I incubate a lot of project ideas all the time. I have a seemingly infinite list of new apps, websites, games I want to code. With these ideas, I try to filter all of them and focus working on the ideas I think are worthwhile. The side projects I actually work on, however, often inevitably get stuck in a limbo phase.
Usually, the things I work on never see the light of day, not necessarily because I get bored or procrastinate (although I admit personal recreation often overlaps my productive free time). For things I'm really passionate about, I never really stop working on them. In fact, I always think about how I could improve said projects. I always find a piece of code to refactor, or a new feature idea to implement, or a bug that suddenly pops up and looks critical to be fixed.

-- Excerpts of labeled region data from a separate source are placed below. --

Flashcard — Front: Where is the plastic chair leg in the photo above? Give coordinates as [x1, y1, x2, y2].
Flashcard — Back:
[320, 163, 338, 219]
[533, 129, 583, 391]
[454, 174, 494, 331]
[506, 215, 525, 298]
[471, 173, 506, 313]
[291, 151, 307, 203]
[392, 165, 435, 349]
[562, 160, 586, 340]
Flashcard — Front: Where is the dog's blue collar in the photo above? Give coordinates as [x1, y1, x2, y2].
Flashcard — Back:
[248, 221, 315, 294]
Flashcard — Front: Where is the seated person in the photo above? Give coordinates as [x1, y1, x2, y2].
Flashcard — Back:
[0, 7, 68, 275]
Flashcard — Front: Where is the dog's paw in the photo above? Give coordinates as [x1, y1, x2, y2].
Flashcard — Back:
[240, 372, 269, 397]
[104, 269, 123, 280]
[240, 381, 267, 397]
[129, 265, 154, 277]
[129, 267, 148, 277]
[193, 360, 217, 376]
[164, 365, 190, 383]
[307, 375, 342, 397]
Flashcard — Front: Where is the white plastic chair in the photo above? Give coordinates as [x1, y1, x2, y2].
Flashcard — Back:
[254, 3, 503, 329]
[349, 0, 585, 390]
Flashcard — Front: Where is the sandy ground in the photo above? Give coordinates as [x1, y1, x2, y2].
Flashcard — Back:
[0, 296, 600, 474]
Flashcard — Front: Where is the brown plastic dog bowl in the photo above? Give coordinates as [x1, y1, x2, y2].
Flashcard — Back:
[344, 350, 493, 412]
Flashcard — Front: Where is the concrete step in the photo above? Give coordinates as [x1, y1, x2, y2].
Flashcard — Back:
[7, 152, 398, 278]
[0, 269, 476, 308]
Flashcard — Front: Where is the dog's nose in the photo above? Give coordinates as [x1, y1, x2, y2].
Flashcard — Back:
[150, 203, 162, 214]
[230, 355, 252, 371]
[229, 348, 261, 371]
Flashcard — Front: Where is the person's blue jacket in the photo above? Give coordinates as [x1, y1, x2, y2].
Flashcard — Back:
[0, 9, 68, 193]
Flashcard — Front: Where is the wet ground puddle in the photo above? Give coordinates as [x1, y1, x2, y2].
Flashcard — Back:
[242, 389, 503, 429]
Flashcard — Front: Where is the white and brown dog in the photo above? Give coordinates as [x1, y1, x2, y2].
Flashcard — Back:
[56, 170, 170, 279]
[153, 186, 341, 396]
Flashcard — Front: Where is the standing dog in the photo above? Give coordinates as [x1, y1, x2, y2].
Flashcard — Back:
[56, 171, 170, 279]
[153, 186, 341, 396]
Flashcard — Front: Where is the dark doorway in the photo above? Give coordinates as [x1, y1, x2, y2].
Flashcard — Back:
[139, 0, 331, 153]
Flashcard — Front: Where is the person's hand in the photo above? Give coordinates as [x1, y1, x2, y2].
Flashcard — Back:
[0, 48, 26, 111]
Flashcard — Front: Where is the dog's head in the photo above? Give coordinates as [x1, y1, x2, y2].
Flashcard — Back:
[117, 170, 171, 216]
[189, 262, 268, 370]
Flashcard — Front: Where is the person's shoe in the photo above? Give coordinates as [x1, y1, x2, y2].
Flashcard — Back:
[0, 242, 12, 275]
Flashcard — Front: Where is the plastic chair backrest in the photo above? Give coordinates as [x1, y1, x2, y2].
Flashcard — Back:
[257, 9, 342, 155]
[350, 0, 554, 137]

And this is a problem, because all these ideas inflate my expectation of the final output of whatever it is I'm working on. I can't exactly put my finger on it. It's as if I'm stuck in a state of formulating new ideas, but never getting around to executing them, let alone finishing or polishing them. Sometimes it feels like a state of "analysis paralysis", in that I overthink the best way to solve a problem or move forward with the idea in progress. Maybe, I wonder, it's the uncertainty whether my solution is optimal, and constantly trying to find a better solution than the last one I thought of. I guess having the propensity to list all the possibilities in working on something gives me anxiety and doubt. "Did I follow the right solution? What if the other one was better? Maybe I should spend more time thinking about this problem. Oh hey another idea to explore!"

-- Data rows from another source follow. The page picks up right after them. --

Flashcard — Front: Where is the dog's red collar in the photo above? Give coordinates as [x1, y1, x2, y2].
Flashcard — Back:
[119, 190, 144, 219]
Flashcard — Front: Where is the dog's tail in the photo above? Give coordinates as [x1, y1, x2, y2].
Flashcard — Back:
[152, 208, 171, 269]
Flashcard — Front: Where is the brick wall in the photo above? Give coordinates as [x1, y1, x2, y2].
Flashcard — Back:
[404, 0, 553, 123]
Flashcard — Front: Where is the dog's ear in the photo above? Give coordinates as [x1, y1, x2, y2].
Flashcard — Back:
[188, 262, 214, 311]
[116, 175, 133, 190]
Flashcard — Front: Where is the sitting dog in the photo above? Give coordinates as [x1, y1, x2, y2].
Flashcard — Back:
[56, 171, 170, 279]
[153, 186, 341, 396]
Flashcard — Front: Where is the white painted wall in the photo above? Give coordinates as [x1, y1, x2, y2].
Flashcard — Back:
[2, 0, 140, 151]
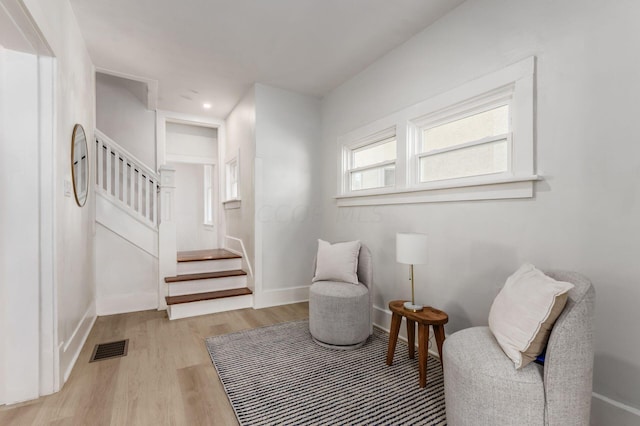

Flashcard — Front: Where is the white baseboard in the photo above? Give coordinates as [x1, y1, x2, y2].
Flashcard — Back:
[255, 285, 309, 309]
[373, 306, 640, 426]
[96, 292, 158, 316]
[58, 303, 97, 383]
[590, 392, 640, 426]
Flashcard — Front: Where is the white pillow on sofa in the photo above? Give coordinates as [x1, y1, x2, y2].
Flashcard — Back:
[489, 264, 574, 369]
[313, 240, 360, 284]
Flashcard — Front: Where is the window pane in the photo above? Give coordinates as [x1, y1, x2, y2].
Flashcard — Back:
[420, 139, 508, 182]
[421, 105, 509, 152]
[351, 164, 396, 191]
[351, 139, 396, 169]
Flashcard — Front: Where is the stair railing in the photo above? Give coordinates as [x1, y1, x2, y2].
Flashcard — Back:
[95, 129, 160, 228]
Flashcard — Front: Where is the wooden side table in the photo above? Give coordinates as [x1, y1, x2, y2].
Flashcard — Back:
[387, 300, 449, 388]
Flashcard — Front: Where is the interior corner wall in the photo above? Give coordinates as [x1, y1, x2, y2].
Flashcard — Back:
[256, 84, 322, 305]
[220, 87, 256, 289]
[96, 73, 156, 170]
[321, 0, 640, 424]
[23, 0, 95, 386]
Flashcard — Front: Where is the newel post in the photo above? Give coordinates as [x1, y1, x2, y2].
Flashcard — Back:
[158, 166, 178, 310]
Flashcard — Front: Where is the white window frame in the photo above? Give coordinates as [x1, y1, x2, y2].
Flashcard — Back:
[202, 164, 215, 228]
[223, 155, 240, 210]
[335, 57, 540, 206]
[342, 126, 398, 194]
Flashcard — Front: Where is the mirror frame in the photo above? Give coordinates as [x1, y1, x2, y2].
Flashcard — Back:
[71, 124, 91, 207]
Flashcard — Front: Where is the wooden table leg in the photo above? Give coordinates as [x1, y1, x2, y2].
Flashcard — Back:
[407, 318, 416, 359]
[433, 325, 444, 365]
[418, 323, 429, 388]
[387, 312, 402, 365]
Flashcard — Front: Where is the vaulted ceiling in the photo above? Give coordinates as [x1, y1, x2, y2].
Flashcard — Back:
[71, 0, 464, 118]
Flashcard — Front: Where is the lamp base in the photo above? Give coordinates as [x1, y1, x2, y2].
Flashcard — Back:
[404, 302, 424, 312]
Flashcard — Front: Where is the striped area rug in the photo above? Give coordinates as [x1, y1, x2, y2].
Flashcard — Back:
[206, 320, 446, 425]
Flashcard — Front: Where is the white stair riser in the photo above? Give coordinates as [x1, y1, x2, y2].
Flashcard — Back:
[178, 259, 242, 275]
[167, 294, 253, 320]
[169, 275, 247, 296]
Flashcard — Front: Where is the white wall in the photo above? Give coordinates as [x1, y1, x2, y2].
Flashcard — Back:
[24, 0, 95, 386]
[96, 73, 156, 170]
[96, 224, 158, 315]
[0, 46, 40, 404]
[166, 123, 218, 163]
[322, 0, 640, 424]
[255, 84, 322, 304]
[220, 87, 256, 288]
[169, 163, 218, 251]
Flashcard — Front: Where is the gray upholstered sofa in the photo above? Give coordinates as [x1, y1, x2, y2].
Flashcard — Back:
[443, 271, 595, 426]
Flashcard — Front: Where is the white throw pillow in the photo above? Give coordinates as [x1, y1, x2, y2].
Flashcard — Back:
[489, 264, 574, 369]
[313, 240, 360, 284]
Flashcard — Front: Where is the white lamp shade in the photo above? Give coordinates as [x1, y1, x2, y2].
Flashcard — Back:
[396, 233, 427, 265]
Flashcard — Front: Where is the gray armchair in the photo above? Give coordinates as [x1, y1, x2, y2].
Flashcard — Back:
[443, 271, 595, 426]
[309, 245, 373, 349]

My current process of work is basically a loop of: start new project; work on some ideas; suddenly get new ideas to improve project; never actually finish because there are too many ideas started and not a lot completed. The problem is that I never actually get feedback on what I've progressed on so far, which keeps projects stuck in the "endless idea" part of the loop. I'm too focused on perfecting every aspect of the project in progress, instead of settling in an overall, "less than perfect", but releasable state for every project. I agree with how Nick Craver puts it (although in the concept of programming projects, I think the quote can be stretched to any project in general; emphasis mine):
There is no perfect app. There is no perfect architecture. There is no perfect code. You can kill yourself chasing any of the above. Never aim for perfect. Perfect is a never ending long tail of time and effort far better spent on improving other things. Aim for great.

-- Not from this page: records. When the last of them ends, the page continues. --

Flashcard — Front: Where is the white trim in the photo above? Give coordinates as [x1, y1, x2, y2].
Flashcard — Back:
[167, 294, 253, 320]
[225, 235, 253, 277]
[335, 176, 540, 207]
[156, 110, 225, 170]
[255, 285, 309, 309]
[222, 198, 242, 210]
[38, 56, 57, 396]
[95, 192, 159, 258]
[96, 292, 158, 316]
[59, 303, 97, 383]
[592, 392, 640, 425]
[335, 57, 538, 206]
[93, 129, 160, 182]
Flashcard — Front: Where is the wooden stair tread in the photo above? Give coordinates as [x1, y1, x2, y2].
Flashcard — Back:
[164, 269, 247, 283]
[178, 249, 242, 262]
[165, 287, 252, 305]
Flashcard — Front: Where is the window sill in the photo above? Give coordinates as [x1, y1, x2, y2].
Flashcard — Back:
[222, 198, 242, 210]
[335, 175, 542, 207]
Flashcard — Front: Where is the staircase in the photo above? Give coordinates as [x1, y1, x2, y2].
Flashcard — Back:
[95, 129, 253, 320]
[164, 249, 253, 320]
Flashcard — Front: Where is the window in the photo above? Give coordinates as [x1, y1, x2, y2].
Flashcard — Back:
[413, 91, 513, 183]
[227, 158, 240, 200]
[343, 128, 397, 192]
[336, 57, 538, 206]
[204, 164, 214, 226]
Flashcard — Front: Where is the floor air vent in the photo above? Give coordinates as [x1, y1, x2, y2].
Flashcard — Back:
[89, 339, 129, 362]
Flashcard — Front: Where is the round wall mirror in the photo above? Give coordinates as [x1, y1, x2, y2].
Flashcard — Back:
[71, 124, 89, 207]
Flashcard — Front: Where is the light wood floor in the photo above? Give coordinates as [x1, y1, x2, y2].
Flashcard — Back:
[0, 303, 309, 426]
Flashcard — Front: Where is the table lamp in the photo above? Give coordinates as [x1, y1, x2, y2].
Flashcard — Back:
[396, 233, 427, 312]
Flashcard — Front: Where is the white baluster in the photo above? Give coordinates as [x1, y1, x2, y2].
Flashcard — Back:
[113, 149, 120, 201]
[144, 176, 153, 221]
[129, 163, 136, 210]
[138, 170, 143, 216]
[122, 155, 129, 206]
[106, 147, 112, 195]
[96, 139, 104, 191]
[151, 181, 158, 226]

That tweet was what actually triggered an epiphany with my mentality about working on projects. Granted, throwing away the mentality of pursuing impossible perfection is not something that is doable overnight. My personal solution on how I plan to wean myself out of the "perfectionist" mindset is this: scope out ideas and partition them into stages (in the case of software projects, releases or versions for example, e.g. v1.0, 2.0 and so on); focus on the scope of the first phase/iteration/release/whatever in the list; as soon as the list of ideas for that iteration is complete, put it out immediately so others can see and give feedback as soon as possible. For software developers, this is basically applying the Scrum framework in your side projects. 😉 The bottom line is focusing on iterating as much as you can, instead of trying to perfect the entire project in one big try. At least, with incremental outputs, people see your work sooner, and you get to figure out where to improve right away, instead of finding out the idea is a flop after you've invested so much time and effort in one swoop.
At the end of day, it's a matter of managing personal expectations, and reminding yourself that it's okay to make mistakes. No project or idea is perfect the first time around, so it's simply better to put your work out in the wild earlier, and ask for feedback sooner. Aim for great.